We developed non-metallic electrodes that can replace metallic electrodes of the electrostatic precipitator(ESP) for the purpose of light weight, corrosion resistance, cost reduction. We manufactured three types of collection electrodes made of stainless steel (M), Carbon ink coating layer-Plastic sheet-Carbon ink coating layer (CPC), and Plastic sheet-Carbon ink coating layer-Plastic sheet (PCP). We studied the collection efficiency of a two-stage ESP using oil mist particles with and without collection stage by changing the flow rate, the material of collection electrode, and the applied voltage of the pre-charger module and the collection module. Here we measured concentrations of particles at diameters of 0.45 ㎛ (CMD; count median diameter) and 3.0 ㎛ (MMD : mass median diameter), as well as PM_2.5 and PM₁₀. As a result of the experiment, two-stage ESP had 22~25% higher collection efficiency in PM_2.5 than one-stage ESP at the same applied voltage.

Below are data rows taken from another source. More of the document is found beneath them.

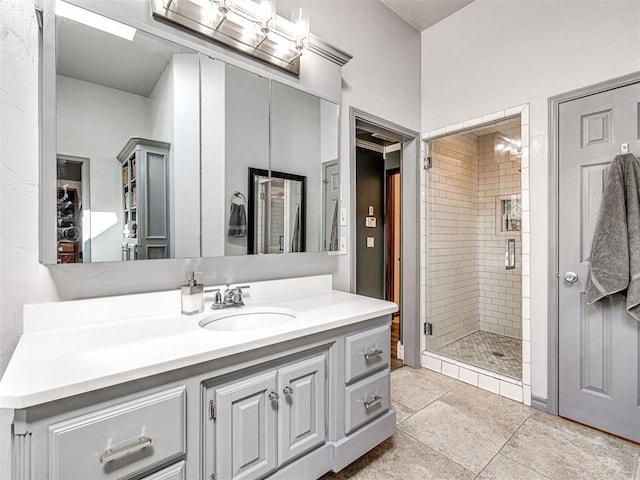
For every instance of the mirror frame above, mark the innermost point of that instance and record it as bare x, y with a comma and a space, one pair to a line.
47, 118
256, 172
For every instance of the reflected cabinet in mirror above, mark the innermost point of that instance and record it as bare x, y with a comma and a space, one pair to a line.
277, 212
153, 144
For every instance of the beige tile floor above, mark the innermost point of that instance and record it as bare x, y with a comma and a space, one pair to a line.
451, 430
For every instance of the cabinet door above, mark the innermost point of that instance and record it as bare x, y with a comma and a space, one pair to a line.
302, 408
246, 428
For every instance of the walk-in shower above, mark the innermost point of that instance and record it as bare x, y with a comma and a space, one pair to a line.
473, 247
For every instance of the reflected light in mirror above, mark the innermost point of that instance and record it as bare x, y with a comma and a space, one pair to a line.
94, 20
101, 222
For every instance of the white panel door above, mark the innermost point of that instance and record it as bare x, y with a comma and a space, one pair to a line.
302, 407
246, 428
598, 344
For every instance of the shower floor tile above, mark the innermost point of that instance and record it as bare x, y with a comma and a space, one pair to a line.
487, 350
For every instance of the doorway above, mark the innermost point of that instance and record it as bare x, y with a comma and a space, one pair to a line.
598, 345
381, 199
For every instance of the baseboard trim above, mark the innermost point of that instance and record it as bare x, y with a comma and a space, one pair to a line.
352, 447
539, 403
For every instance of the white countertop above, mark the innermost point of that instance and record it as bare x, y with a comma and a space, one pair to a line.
51, 363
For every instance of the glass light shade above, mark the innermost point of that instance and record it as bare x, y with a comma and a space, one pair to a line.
301, 23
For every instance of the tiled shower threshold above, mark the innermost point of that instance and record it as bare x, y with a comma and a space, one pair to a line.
483, 378
489, 351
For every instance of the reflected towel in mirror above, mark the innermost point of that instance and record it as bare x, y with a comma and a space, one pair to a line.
237, 221
295, 241
333, 241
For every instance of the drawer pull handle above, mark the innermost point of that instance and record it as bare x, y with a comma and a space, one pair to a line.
376, 353
111, 455
376, 401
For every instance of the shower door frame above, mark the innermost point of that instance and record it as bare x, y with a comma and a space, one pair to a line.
519, 390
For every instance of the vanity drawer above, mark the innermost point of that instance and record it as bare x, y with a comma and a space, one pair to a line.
120, 440
174, 472
366, 351
366, 400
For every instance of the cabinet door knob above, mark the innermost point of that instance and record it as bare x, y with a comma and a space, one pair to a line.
112, 455
376, 400
376, 353
571, 277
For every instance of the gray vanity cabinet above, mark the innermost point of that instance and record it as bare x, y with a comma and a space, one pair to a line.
145, 189
266, 420
246, 427
302, 389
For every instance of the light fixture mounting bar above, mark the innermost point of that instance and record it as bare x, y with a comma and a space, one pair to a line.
206, 23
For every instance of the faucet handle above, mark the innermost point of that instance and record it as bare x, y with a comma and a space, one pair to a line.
217, 299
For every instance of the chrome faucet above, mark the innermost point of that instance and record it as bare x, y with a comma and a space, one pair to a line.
232, 297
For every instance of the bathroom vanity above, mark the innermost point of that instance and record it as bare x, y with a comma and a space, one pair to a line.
126, 387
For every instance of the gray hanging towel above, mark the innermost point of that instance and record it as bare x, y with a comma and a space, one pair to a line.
615, 252
237, 221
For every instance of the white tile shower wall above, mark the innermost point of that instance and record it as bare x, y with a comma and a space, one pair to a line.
500, 295
452, 239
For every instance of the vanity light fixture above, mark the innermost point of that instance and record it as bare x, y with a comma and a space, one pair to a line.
249, 26
94, 20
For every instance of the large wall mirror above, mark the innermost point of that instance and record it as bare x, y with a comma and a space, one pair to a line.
154, 144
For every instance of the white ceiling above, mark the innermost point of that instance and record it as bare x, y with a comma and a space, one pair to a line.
88, 54
421, 14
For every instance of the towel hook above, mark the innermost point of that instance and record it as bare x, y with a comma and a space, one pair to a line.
240, 196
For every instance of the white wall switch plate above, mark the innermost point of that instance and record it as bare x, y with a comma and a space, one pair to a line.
343, 216
343, 244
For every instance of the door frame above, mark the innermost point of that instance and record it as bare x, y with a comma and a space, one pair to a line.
410, 231
389, 268
551, 405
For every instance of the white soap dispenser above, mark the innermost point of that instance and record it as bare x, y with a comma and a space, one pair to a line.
192, 297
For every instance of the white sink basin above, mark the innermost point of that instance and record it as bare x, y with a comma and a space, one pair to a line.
247, 318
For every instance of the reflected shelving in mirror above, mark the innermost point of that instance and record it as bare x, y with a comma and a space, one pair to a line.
217, 120
108, 90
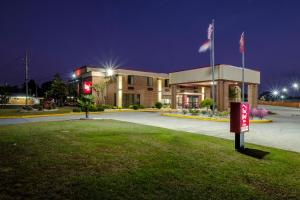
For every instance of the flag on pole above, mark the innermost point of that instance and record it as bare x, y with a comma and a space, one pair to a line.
242, 43
209, 31
207, 44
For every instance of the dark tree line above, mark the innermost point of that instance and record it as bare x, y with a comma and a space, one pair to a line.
56, 89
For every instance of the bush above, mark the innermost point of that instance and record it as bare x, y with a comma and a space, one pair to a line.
253, 112
100, 108
135, 107
77, 109
203, 112
27, 108
142, 107
158, 105
166, 105
206, 103
194, 111
93, 108
261, 113
49, 105
106, 106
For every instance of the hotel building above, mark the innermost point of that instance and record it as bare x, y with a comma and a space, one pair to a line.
181, 89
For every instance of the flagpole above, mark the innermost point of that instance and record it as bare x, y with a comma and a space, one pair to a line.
243, 70
213, 65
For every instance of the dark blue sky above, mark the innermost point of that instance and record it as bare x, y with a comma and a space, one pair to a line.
154, 35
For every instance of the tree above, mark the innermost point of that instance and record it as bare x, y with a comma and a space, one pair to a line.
100, 89
86, 102
4, 95
58, 90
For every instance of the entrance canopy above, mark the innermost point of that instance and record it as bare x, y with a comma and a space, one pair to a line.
222, 72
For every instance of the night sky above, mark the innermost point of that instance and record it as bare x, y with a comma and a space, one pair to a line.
154, 35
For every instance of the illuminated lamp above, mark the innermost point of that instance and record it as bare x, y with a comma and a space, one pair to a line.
87, 87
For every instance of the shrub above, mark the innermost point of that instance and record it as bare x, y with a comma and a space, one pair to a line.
158, 105
105, 106
142, 107
166, 105
253, 112
100, 108
261, 113
27, 108
93, 108
49, 105
77, 109
194, 111
206, 103
135, 107
203, 112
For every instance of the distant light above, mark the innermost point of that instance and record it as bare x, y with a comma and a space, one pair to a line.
110, 72
275, 93
295, 86
285, 90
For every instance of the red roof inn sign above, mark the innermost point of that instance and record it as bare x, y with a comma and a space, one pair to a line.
87, 87
239, 122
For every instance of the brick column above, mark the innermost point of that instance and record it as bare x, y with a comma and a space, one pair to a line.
119, 92
252, 95
174, 100
222, 95
207, 93
159, 90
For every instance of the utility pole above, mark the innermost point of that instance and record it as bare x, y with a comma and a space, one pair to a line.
26, 75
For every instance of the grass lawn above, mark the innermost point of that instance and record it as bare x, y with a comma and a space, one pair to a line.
106, 159
16, 112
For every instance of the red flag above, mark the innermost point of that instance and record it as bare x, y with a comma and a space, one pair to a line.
242, 43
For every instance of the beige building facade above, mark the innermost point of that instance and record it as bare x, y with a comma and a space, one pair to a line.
182, 89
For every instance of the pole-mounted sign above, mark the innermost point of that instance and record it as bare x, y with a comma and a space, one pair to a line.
239, 122
87, 87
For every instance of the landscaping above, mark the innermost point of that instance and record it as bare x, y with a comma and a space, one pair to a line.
21, 112
106, 159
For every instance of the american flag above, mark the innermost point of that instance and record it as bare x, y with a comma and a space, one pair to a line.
209, 31
242, 43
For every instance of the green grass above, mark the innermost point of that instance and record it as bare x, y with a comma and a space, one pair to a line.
16, 112
109, 159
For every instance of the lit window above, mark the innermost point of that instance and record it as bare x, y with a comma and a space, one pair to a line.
166, 82
130, 80
149, 81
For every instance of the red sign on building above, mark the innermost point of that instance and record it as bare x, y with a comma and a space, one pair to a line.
87, 87
239, 117
244, 123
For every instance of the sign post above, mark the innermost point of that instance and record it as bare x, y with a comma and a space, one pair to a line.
87, 87
239, 122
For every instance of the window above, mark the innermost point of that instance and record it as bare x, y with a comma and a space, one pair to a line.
149, 81
166, 82
130, 80
130, 99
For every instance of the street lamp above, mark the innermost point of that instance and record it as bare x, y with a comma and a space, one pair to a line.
275, 93
285, 90
109, 71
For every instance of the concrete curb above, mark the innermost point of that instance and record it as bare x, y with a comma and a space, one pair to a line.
76, 113
210, 119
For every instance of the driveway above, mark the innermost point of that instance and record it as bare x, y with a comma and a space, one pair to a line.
283, 133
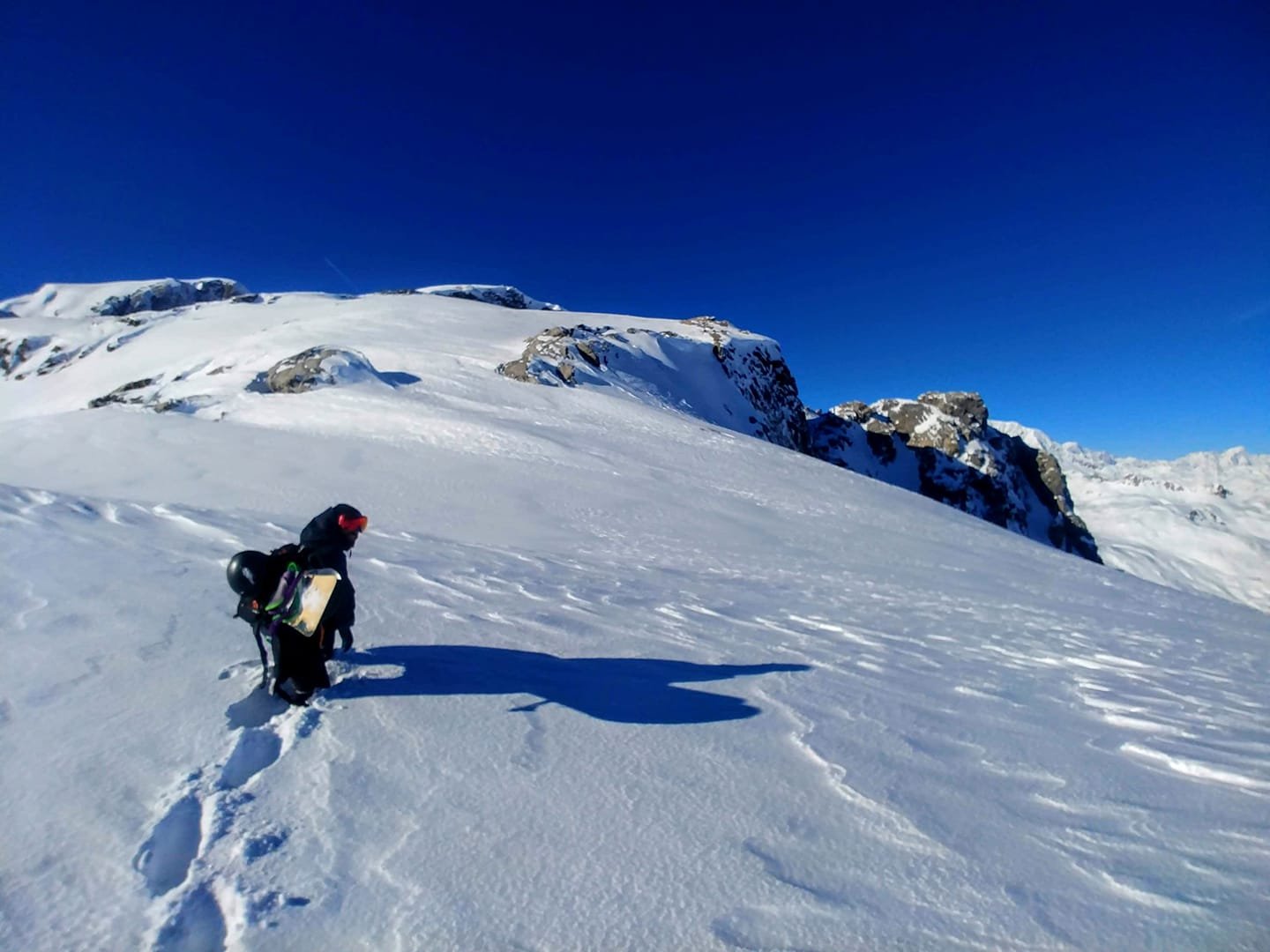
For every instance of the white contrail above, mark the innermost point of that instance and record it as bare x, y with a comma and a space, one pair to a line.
347, 280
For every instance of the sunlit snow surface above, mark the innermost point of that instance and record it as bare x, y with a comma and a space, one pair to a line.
1200, 524
624, 681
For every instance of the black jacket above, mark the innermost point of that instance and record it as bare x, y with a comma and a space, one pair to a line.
326, 547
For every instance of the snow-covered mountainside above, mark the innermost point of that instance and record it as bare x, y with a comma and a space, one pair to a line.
943, 447
1200, 524
704, 367
501, 294
623, 678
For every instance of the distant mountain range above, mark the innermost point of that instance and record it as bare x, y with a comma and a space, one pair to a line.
1200, 524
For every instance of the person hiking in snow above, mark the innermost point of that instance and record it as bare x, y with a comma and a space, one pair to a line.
326, 539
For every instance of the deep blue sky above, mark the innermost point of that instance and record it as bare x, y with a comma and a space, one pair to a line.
1062, 206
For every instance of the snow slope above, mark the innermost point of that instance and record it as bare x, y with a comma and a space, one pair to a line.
624, 680
1200, 524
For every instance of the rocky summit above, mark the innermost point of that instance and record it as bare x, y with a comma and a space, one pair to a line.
943, 446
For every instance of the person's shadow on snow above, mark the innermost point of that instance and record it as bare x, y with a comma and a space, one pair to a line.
624, 689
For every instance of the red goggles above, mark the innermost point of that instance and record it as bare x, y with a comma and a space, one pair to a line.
354, 524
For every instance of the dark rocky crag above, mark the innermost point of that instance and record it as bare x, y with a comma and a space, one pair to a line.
943, 446
759, 395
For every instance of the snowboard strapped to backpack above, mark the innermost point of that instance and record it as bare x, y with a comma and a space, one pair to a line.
279, 589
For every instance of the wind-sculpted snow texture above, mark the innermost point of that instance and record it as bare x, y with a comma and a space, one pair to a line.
704, 367
943, 447
624, 680
1200, 524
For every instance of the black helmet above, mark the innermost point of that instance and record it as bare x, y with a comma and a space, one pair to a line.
245, 573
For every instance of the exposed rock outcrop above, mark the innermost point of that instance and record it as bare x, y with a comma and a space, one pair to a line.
710, 369
943, 447
170, 294
323, 367
501, 294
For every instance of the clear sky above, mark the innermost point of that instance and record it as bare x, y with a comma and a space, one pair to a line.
1062, 206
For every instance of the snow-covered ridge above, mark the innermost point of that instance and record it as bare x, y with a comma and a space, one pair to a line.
1199, 524
704, 367
120, 299
501, 294
943, 447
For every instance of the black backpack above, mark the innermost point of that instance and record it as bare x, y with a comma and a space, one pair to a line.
282, 564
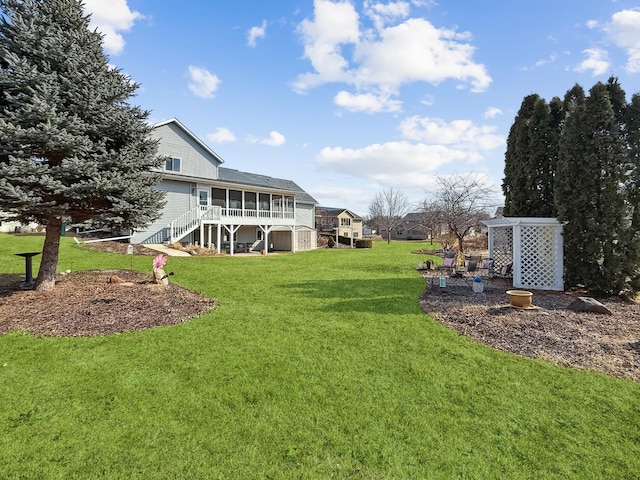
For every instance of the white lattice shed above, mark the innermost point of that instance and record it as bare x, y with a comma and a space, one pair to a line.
533, 246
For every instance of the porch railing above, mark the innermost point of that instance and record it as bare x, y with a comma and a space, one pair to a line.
192, 219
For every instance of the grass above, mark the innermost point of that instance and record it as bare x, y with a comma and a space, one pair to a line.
316, 365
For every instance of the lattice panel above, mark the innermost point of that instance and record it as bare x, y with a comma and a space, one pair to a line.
537, 257
502, 247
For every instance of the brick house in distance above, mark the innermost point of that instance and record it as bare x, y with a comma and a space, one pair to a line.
329, 219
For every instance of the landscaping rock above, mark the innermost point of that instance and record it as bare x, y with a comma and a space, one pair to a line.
588, 304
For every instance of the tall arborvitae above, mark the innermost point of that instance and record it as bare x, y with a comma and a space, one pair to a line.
515, 184
589, 196
606, 151
572, 199
71, 145
632, 189
541, 163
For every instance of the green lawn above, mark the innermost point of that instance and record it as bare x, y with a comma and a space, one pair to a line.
316, 365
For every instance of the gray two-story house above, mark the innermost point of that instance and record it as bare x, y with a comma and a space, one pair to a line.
211, 205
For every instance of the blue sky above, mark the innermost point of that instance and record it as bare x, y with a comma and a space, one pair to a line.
348, 98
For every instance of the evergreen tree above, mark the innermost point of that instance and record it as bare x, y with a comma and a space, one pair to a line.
606, 151
515, 183
541, 162
589, 195
632, 190
71, 145
572, 199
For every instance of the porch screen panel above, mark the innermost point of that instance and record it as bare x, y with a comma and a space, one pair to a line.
264, 202
219, 197
250, 200
235, 199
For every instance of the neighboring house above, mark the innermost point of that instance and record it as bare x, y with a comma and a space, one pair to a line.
9, 225
237, 211
411, 228
329, 219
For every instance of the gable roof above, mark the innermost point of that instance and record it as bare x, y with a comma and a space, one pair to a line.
413, 217
334, 212
190, 133
256, 180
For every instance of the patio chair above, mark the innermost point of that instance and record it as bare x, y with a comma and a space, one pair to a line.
448, 265
486, 268
506, 273
472, 268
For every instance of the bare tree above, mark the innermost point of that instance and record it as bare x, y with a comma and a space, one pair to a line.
463, 201
431, 218
387, 208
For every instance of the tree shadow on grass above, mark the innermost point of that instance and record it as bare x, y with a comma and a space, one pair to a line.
391, 296
10, 282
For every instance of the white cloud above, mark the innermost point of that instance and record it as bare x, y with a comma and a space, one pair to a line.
492, 112
221, 135
203, 83
550, 59
111, 18
385, 59
275, 139
367, 102
624, 30
383, 13
429, 146
461, 134
391, 163
597, 61
330, 196
255, 33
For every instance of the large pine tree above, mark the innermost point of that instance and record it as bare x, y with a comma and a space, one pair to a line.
71, 147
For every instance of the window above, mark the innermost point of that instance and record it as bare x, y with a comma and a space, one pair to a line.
172, 164
219, 197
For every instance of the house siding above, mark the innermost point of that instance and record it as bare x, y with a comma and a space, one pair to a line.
305, 215
195, 161
182, 219
179, 200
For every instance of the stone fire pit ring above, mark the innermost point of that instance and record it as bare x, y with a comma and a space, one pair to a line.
520, 298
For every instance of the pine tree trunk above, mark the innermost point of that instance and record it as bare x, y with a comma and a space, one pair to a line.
47, 274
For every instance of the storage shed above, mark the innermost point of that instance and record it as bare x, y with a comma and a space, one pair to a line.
533, 246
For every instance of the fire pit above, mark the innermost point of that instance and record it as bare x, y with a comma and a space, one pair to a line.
520, 298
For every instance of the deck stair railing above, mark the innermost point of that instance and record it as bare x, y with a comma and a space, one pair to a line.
189, 221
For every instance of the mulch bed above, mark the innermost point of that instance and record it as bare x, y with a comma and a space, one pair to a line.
606, 343
87, 303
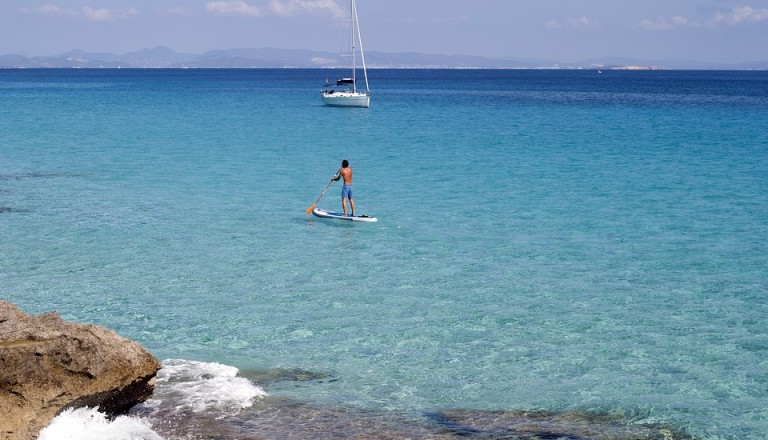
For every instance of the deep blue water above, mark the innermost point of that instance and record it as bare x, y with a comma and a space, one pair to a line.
549, 240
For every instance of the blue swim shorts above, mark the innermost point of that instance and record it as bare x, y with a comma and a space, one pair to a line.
346, 191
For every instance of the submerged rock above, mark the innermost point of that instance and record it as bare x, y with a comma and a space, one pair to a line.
540, 425
48, 365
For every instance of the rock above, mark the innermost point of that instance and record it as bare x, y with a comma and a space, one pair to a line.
48, 365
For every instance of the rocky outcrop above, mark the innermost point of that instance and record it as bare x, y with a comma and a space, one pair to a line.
48, 365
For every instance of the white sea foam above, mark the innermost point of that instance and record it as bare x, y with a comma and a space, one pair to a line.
203, 386
90, 424
182, 386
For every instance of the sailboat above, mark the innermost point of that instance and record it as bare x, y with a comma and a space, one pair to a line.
348, 94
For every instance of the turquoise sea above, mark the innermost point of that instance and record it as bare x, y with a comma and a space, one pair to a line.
564, 246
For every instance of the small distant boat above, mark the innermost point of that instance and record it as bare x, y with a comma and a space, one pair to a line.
348, 94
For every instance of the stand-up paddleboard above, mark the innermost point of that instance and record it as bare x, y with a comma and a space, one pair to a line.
340, 216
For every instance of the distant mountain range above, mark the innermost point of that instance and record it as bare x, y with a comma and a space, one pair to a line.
163, 57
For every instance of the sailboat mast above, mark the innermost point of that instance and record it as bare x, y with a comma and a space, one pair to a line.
352, 45
356, 24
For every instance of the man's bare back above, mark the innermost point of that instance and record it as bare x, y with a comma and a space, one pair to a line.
346, 173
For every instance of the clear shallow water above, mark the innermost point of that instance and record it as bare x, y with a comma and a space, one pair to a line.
554, 240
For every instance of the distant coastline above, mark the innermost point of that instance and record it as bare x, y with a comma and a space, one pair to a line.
163, 57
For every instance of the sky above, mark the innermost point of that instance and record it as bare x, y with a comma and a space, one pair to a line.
723, 31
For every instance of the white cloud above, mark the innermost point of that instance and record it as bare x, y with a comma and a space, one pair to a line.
276, 7
87, 12
583, 23
666, 24
553, 24
580, 23
741, 14
293, 7
227, 7
736, 16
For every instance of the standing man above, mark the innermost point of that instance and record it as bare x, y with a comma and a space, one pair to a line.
346, 190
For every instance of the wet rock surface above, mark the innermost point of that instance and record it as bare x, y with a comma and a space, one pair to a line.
48, 365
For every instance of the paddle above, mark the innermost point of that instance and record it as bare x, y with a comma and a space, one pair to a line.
309, 210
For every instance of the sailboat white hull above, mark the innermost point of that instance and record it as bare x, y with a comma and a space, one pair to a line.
347, 99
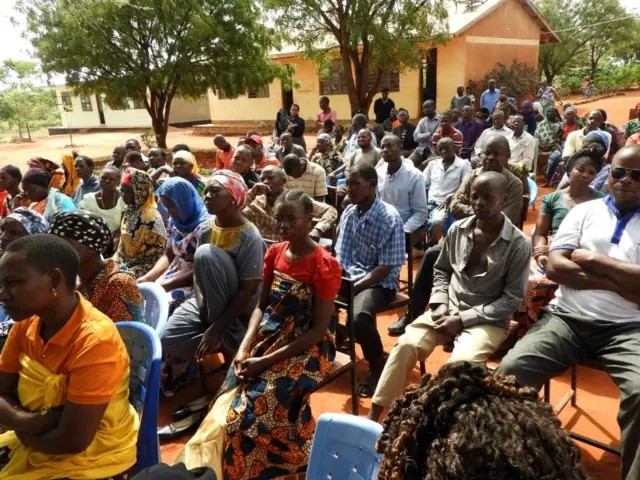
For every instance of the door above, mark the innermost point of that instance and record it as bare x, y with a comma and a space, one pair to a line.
429, 76
287, 95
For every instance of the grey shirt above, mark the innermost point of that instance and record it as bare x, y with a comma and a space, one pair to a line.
372, 157
490, 297
297, 149
244, 244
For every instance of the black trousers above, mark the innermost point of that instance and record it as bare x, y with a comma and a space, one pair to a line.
424, 281
366, 304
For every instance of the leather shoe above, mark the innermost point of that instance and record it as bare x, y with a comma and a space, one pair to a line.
398, 327
190, 408
176, 430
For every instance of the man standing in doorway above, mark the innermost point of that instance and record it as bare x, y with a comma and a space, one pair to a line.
424, 131
325, 113
489, 96
382, 106
460, 100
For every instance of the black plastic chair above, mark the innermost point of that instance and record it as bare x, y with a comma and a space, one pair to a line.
571, 395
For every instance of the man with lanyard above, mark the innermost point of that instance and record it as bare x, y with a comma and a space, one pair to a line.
595, 259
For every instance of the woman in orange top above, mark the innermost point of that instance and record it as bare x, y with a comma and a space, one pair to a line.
260, 425
66, 361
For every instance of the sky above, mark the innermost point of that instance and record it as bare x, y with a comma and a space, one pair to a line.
17, 48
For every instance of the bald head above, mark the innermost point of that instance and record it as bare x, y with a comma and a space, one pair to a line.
488, 194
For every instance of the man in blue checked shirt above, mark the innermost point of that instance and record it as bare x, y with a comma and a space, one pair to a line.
371, 249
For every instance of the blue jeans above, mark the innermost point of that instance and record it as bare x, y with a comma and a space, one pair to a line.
552, 164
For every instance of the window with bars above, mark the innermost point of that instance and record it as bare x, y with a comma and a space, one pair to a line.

The difference in collection efficiency by varying the materials of collection electrodes was less than 5%. The weight of the non-metallic electrode was only one eighth the weight of the metal electrode. CPC electrode had a thickness of 0.27 mm, which was 1.5 times thinner than a thickness of PCP electrode, so when the flow rate increased, the CPC electrodes couldn't be kept at equal intervals due to the fluttering unlike PCP electrodes. In addition, the PCP-CPC collection module of the present experiment followed the theoretical efficiency based on Deutsch equation and Cochet's charging theory.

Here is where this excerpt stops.